330 F2d 48 Cuthrell v. J Celebrezze
330 F.2d 48
Ralph G. CUTHRELL, Appellant,
Anthony J. CELEBREZZE, Secretary of Health, Education and
United States Court of Appeals Fourth Circuit.
Argued Sept. 27, 1963.
Decided March 26, 1964.
Herbert Small, Elizabeth City, N.C., for appellant.
Lawrence R. Schneider, Atty., Dept. of Justice (John W. Douglas, Asst. Atty. Gen., Robert H. Cowen, U.S. Atty., and Sherman L. Cohn, Atty., Dept. of Justice, on brief), for appellee.
Before BRYAN and BELL, Circuit Judges, and WINTER, District Judge.
WINTER, District Judge.
When appellant's claim for disability benefits under the Social Security Act of 1935, as amended, 42 U.S.C.A., 416(i) and 423, which had been filed on November 12, 1957, on account of an injury which he had sustained in July, 1956, was finally denied on August 21, 1961, suit to obtain judicial review of the decision of appellee was instituted, pursuant to 205(g) of the Act, 42 U.S.C.A., 405(g).
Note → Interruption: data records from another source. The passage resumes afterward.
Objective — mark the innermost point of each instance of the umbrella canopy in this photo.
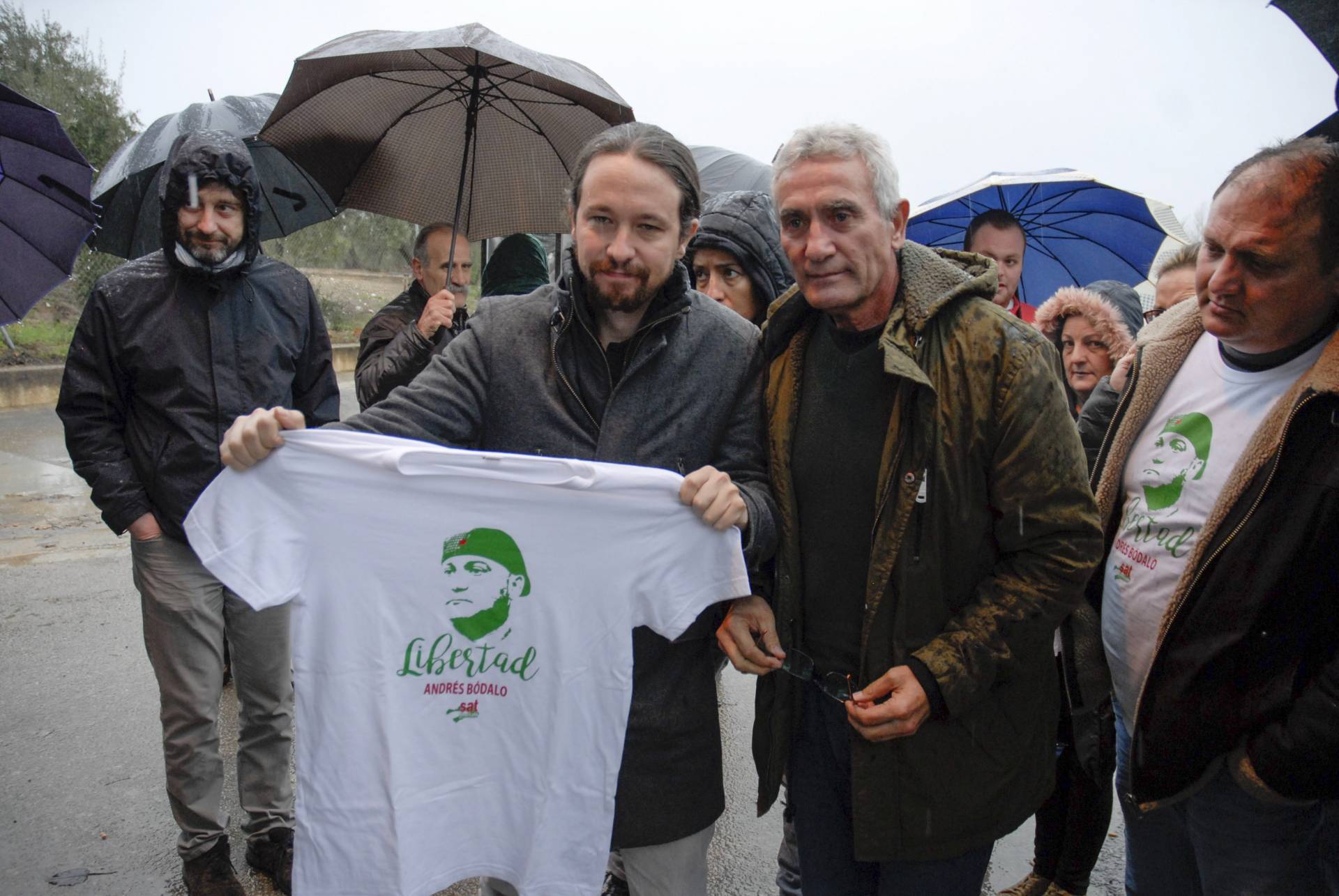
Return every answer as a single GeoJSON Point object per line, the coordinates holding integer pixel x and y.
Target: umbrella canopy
{"type": "Point", "coordinates": [1319, 22]}
{"type": "Point", "coordinates": [723, 170]}
{"type": "Point", "coordinates": [45, 212]}
{"type": "Point", "coordinates": [457, 125]}
{"type": "Point", "coordinates": [128, 186]}
{"type": "Point", "coordinates": [1078, 229]}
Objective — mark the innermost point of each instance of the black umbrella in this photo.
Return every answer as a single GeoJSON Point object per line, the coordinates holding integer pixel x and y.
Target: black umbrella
{"type": "Point", "coordinates": [128, 186]}
{"type": "Point", "coordinates": [457, 125]}
{"type": "Point", "coordinates": [1319, 20]}
{"type": "Point", "coordinates": [45, 212]}
{"type": "Point", "coordinates": [723, 170]}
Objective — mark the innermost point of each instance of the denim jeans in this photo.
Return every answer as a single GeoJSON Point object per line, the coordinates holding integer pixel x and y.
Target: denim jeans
{"type": "Point", "coordinates": [820, 791]}
{"type": "Point", "coordinates": [1218, 842]}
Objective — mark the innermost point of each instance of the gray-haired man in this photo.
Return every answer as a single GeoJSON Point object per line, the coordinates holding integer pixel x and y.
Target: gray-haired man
{"type": "Point", "coordinates": [935, 528]}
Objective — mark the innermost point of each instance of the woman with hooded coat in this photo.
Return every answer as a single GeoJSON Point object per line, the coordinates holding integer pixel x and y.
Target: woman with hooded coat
{"type": "Point", "coordinates": [1091, 328]}
{"type": "Point", "coordinates": [736, 256]}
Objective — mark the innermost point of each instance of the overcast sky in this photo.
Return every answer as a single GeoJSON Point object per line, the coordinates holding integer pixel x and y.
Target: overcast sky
{"type": "Point", "coordinates": [1160, 97]}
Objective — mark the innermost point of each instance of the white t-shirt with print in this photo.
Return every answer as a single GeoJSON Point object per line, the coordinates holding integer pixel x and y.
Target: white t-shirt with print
{"type": "Point", "coordinates": [1172, 480]}
{"type": "Point", "coordinates": [462, 647]}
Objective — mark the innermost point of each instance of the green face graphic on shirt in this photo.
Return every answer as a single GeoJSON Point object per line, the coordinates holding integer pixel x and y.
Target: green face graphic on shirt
{"type": "Point", "coordinates": [484, 572]}
{"type": "Point", "coordinates": [1180, 453]}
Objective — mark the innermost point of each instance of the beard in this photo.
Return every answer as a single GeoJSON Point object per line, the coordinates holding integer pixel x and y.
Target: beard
{"type": "Point", "coordinates": [208, 250]}
{"type": "Point", "coordinates": [623, 302]}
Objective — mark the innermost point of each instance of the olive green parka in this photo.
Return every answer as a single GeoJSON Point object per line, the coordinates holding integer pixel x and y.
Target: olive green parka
{"type": "Point", "coordinates": [985, 536]}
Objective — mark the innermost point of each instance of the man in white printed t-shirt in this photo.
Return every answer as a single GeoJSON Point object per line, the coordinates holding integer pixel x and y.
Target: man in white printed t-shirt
{"type": "Point", "coordinates": [1219, 483]}
{"type": "Point", "coordinates": [620, 360]}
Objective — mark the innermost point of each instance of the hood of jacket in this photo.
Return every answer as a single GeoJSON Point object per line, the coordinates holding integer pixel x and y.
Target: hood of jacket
{"type": "Point", "coordinates": [743, 222]}
{"type": "Point", "coordinates": [517, 267]}
{"type": "Point", "coordinates": [1125, 299]}
{"type": "Point", "coordinates": [211, 155]}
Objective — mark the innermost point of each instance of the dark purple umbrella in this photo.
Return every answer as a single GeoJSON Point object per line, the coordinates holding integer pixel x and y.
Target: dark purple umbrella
{"type": "Point", "coordinates": [45, 209]}
{"type": "Point", "coordinates": [1319, 20]}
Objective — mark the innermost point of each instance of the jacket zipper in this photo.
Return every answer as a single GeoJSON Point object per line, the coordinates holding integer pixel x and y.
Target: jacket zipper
{"type": "Point", "coordinates": [637, 337]}
{"type": "Point", "coordinates": [1157, 646]}
{"type": "Point", "coordinates": [553, 353]}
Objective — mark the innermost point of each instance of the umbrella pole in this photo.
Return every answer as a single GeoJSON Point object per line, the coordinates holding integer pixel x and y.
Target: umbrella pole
{"type": "Point", "coordinates": [471, 114]}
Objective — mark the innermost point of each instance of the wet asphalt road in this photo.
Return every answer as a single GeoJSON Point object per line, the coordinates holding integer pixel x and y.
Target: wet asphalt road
{"type": "Point", "coordinates": [81, 762]}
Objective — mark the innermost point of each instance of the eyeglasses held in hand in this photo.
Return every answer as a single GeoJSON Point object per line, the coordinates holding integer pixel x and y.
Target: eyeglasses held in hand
{"type": "Point", "coordinates": [835, 685]}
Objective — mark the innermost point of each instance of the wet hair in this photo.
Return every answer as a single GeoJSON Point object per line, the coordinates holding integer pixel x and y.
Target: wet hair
{"type": "Point", "coordinates": [998, 219]}
{"type": "Point", "coordinates": [650, 144]}
{"type": "Point", "coordinates": [421, 240]}
{"type": "Point", "coordinates": [1312, 165]}
{"type": "Point", "coordinates": [842, 141]}
{"type": "Point", "coordinates": [1184, 257]}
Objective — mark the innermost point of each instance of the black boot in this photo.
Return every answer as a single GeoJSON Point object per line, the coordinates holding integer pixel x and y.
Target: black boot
{"type": "Point", "coordinates": [211, 874]}
{"type": "Point", "coordinates": [272, 855]}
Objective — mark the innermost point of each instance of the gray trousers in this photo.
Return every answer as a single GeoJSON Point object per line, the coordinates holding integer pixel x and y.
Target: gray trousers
{"type": "Point", "coordinates": [188, 614]}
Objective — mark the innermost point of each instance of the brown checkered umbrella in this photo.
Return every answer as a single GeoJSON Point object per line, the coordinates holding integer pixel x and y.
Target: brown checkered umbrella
{"type": "Point", "coordinates": [457, 125]}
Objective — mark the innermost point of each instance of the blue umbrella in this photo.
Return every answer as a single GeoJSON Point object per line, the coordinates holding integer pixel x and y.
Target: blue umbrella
{"type": "Point", "coordinates": [1078, 229]}
{"type": "Point", "coordinates": [45, 211]}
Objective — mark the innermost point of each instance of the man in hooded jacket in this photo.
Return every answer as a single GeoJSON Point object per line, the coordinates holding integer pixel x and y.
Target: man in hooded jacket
{"type": "Point", "coordinates": [169, 350]}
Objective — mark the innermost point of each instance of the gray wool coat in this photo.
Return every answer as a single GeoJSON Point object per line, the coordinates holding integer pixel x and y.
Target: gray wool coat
{"type": "Point", "coordinates": [528, 377]}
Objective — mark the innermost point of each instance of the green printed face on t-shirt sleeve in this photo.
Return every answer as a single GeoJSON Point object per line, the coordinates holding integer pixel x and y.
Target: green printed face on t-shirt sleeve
{"type": "Point", "coordinates": [484, 571]}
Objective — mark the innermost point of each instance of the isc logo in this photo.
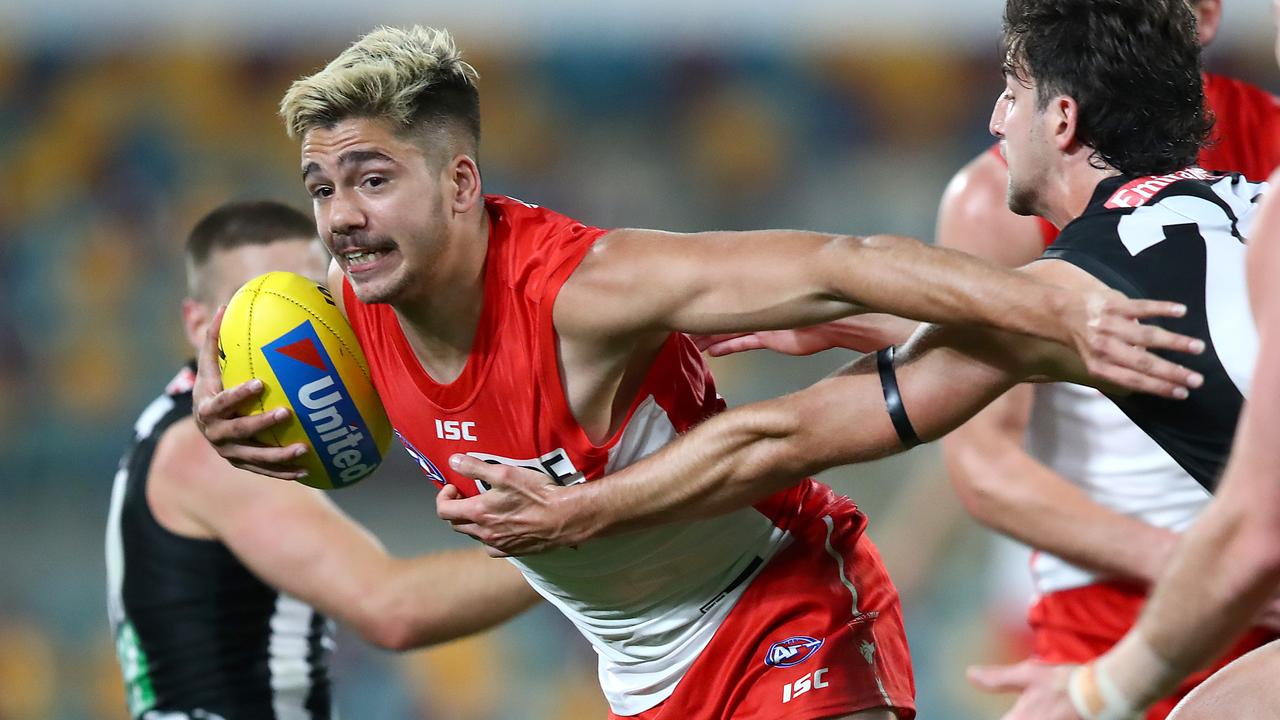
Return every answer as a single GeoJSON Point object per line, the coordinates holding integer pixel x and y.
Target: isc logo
{"type": "Point", "coordinates": [810, 682]}
{"type": "Point", "coordinates": [455, 429]}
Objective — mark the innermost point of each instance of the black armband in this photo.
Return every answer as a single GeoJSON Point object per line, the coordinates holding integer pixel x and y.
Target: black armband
{"type": "Point", "coordinates": [894, 399]}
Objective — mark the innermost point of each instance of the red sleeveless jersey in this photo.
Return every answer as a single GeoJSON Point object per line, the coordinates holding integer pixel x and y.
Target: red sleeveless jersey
{"type": "Point", "coordinates": [508, 405]}
{"type": "Point", "coordinates": [648, 601]}
{"type": "Point", "coordinates": [1246, 133]}
{"type": "Point", "coordinates": [1246, 128]}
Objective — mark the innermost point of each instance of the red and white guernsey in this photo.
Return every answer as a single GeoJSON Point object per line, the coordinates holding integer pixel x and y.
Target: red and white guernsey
{"type": "Point", "coordinates": [650, 601]}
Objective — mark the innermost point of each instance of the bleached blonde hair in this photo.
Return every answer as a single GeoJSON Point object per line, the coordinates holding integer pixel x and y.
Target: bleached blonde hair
{"type": "Point", "coordinates": [400, 74]}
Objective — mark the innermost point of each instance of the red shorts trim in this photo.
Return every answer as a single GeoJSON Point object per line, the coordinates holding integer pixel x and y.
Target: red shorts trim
{"type": "Point", "coordinates": [1080, 624]}
{"type": "Point", "coordinates": [828, 660]}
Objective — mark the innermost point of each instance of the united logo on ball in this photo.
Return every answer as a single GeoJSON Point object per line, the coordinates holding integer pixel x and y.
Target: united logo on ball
{"type": "Point", "coordinates": [287, 331]}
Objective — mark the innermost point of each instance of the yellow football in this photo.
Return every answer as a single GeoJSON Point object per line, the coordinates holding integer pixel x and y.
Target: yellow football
{"type": "Point", "coordinates": [286, 331]}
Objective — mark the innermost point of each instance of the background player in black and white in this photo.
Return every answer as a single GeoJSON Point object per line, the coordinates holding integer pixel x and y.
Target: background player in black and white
{"type": "Point", "coordinates": [219, 584]}
{"type": "Point", "coordinates": [1178, 236]}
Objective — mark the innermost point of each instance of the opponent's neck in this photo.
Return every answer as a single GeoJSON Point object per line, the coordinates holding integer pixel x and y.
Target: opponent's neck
{"type": "Point", "coordinates": [1069, 192]}
{"type": "Point", "coordinates": [442, 322]}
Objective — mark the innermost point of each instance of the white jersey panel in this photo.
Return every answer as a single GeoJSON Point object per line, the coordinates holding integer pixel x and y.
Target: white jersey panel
{"type": "Point", "coordinates": [1082, 436]}
{"type": "Point", "coordinates": [650, 601]}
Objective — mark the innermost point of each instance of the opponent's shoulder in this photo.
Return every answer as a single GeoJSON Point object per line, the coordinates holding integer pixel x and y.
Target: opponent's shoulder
{"type": "Point", "coordinates": [1229, 95]}
{"type": "Point", "coordinates": [182, 479]}
{"type": "Point", "coordinates": [533, 247]}
{"type": "Point", "coordinates": [974, 215]}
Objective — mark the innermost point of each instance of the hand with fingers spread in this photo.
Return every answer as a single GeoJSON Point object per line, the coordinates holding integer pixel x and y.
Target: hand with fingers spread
{"type": "Point", "coordinates": [864, 333]}
{"type": "Point", "coordinates": [231, 433]}
{"type": "Point", "coordinates": [520, 514]}
{"type": "Point", "coordinates": [1105, 331]}
{"type": "Point", "coordinates": [1042, 687]}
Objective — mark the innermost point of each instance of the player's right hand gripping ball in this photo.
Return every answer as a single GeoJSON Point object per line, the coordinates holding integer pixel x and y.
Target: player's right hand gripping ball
{"type": "Point", "coordinates": [286, 331]}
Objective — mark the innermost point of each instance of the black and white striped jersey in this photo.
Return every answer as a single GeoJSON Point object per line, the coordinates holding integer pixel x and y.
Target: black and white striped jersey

From an order denying appellant's motion for remand, and granting appellee's motion for summary judgment entered April 17, 1963, without opinion, this appeal is taken.
This case involves no new or novel problems of law. It is almost entirely factual. At the time of his applications, appellant was fifty-seven years old, had only a seventh grade education, and had spent his entire working career as a marine carpenter, except for six months as a filling station attendant, and some experience as a farmer and laborer. By the time of denial of his applications, appellant had sustained an arthrodesis of the right knee joint, resulting in complete stiffness of his right knee in extension. The basic findings of the Hearing Examiner were:
'The evidence of record adequately establishes that this claimant did retain sufficient mental and physical capacity to engage in substantial gainful activity, it is possible that one of his principal problems may have his difficulty in obtaining, in his community, a type of work he could do * * *. '* * * The Hearing Examiner finds that the claimant has failed to establish satisfactorily that he was suffering from the type disability intended by the Social Security Act, not only by its own terms but also by the legislative history. The burden of proving his alleged disability period is on the claimant. * * * The evidence fails to establish that the claimant's physical impairment is of such severity and can be expected to be of long-continued and indefinite duration as to make him continuously unable to do any substantial gainful activity.'
Because we conclude that an examination of the record as a whole conclusively establishes to the contrary, we will reverse.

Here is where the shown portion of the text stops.